曜日回りは土曜日4回、日曜日5回と通常の曜日回りであったが、元日が日曜日のため12月29日~1月3日と短めの正月休みであった。今年は土曜4回、日曜4回と週末の少ない曜日回りであるが、元日の曜日がずれるだけなので昨年と比べて売上げには影響ないレベルだと考えられる。

1月は冬本番ということで気温も下がり、寒さも厳しくなり防寒が必要な月である。23年は東京では上旬は冬型の気圧配置で晴れが続き気温も低めであった。中旬は高気圧に覆われ最高気温が14℃を超えるなど暖かい日が続いた。しかし、また下旬になると寒気が入り、晴れても最高気温が5℃に満たない日もあるなど気温の高低が大きい月であった。

菓子関係の催事カレンダーを見てみると、毎月の催事日である6日(土)ロールケーキの日、15日(月)菓子の日といちごの日、19日(金)シュークリームの日、22日(月)ショートケーキの日など菓子関係の日が存在し、この他、正月、成人の日1月8日(月、祝)などお祝い関連の日が存在する。また菓子に直接関連はないが大学入学共通テストが1月13日(土)と14日(日)に実施され、関係する家庭では大きなイベントとなる。

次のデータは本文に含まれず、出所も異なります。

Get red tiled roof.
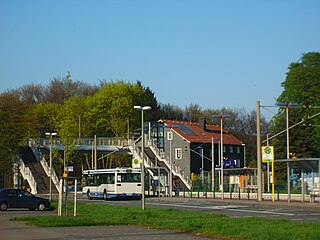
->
[163,120,242,145]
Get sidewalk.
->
[158,197,320,209]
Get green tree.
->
[270,52,320,182]
[0,92,29,186]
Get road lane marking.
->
[148,203,296,216]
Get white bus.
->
[82,168,142,200]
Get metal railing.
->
[20,158,38,194]
[29,137,129,147]
[40,157,60,192]
[29,141,60,192]
[149,141,192,189]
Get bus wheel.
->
[103,190,108,201]
[87,189,91,200]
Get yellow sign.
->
[262,146,274,162]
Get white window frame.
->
[174,148,182,160]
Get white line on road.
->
[148,203,296,216]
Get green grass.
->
[15,204,320,240]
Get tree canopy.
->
[270,52,320,183]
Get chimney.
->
[199,117,207,131]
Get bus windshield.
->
[117,173,141,182]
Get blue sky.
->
[0,0,320,117]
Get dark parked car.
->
[0,188,50,211]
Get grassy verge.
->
[15,204,320,240]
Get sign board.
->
[261,146,274,163]
[132,159,141,168]
[67,165,73,172]
[167,131,173,141]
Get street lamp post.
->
[46,132,57,202]
[277,103,298,202]
[212,115,231,199]
[133,106,151,210]
[167,128,173,197]
[211,137,219,192]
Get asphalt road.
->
[80,197,320,223]
[0,198,320,240]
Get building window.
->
[237,146,240,153]
[175,148,182,159]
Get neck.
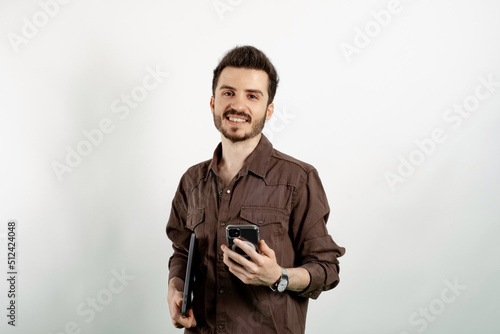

今年の冬はまだエルニーニョ現象などの影響が残り、暖冬傾向の模様である。3カ月予報でも1月は気温が高めに推移する予想。降水量はいまのところ平年並みとの予想である。関東地方での暖冬はしばしば南岸低気圧の影響で平野部でも大雪になることがある。今年もこの傾向の年になるであろう。

総務省家計調査の「<品目分類>1世帯当たり年間の品目別支出金額,購入数量及び平均価格」を見てみると、品目別令和4年年間の月別支出金額が掲載されている。

菓子類の1月を見てみると、年間平均金額に対し高いものがほとんどない。その中でもチョコレートが141.5%、チョコレート菓子が107.7%と高い。これらの商品群のトレンドを見るために「令和4年年間消費金額/平成12年年間消費金額」を計算してみるとチョコレートが174.7%、チョコレート菓子が263.9%(平成17年比)となっている。これらを考えてみると2月のバレンタインデーに向けて早めの仕掛けをしつつ、チョコ系の菓子で売上げを取ることが必要になる。年末からは少し落ちるが正月商戦もしっかりあるので、この時季にハレのケーキ、洋生菓子、和菓子をいかに売り込まなければならないかが分かる。一方で成人の日などもしっかり押さえておくことが必要となる。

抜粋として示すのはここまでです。